Les petits, de Christine Angot : difficile art de la famille

Clément Solym - 14.01.2011

Livre - mere - celibataire - angot


Les petits, c’est une façon affectueuse, mièvre, un peu désuète de désigner les enfants, un titre si simple que les accusations de plagiat évoquées sont balayées d’office. Au centre de ce livre, il y a donc les enfants, au sens animal, physique, passif, fatal du terme, lien dont on ne peut se défaire et qu’il serait vain de prétendre appréhender avec objectivité. Les enfants, ce sont toujours, totalement, charnellement : Les petits.

La romancière avait formidablement exploré la violente puissance de l’amour maternel dans Léonore toujours (Gallimard, 1993, réédition Seuil, 2010). Ici encore, la violence est au rendez-vous d’une sordide histoire de couple qui se déchire autour de ses petits. Les enfants eux-mêmes, et l’amour qu’on leur porte, sont évoqués presque incidemment, tant il y a peu à dire sur ce lien irrémédiable : il est, c’est tout. Et il faut se débrouiller avec les déchirements qu’il engendre.

On se bat donc ici pour la garde de charmants bambins. Pathétiquement banal ? Peut-être, n’étaient les différents retournements qu’ose tranquillement Angot. À travers l’histoire, racontée sans émotion ni décorum, d’une rupture dans laquelle la mère dominatrice exclut de la plus impitoyable façon le père désigné comme coupable, c’est en creux l’amour qui se dessine : celui de la narratrice pour ce père démuni, celui de ce père, et bientôt de sa compagne, pour les enfants dont il est privé.

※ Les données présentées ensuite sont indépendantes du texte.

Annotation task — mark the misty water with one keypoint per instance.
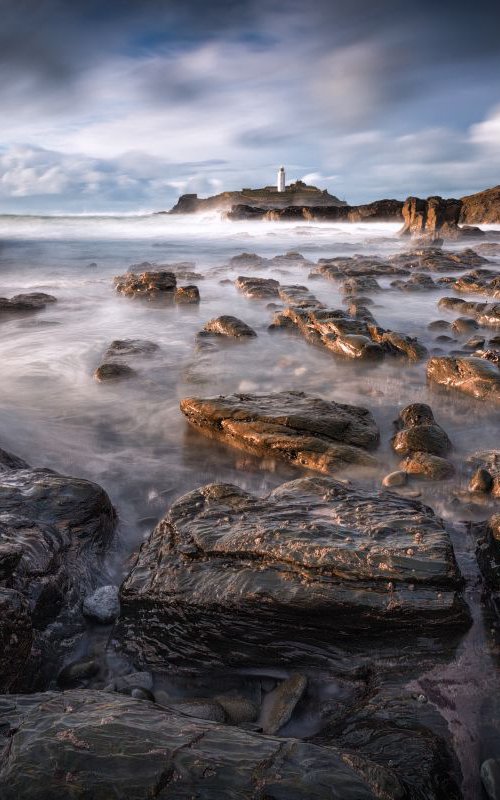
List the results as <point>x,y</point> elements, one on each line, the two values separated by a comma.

Sans être souligné, sans ce fameux narcissisme exhibitionniste considéré comme la marque de fabrique d’Angot, l’amour de la narratrice se dessine à travers un récit qui prend délibérément fait et cause pour le père, dépeint de bout en bout comme victime d’une mégère manipulatrice. Quid de la raison officielle, juridique, sociale ? Du compromis, de l’objectivité, des torts partagés ? D’évidence, ces notions sont aux yeux de la romancière des constructions rationnelles aussi fictives que vaines par rapport à la vérité littéraire, passionnelle, intransigeante et exclusive.

L’effet produit est étrange. Le livre démarre comme une fiction à la troisième personne – forme qu’Angot avait pratiqué dans Les désaxés (Stock, 2004), mais dont elle n’est pas coutumière. On éprouve une sorte de décalage tant la narratrice épouse le point de vue du père. Tout s’éclaire et se détend quand, au détour d’une page, le « je » fait son apparition. Le pacte littéraire conventionnel est rompu, le livre ose un changement radical de mode narratif et… cela fonctionne très naturellement. Logique, puisque la narratrice débarque dans le livre au moment exact où elle devient un personnage de l’histoire. Pas de triche, pas de jeu, un plain-pied total, et une forme à rebours des convenances, qui exigent que l’auteur fasse un choix et s’y tienne.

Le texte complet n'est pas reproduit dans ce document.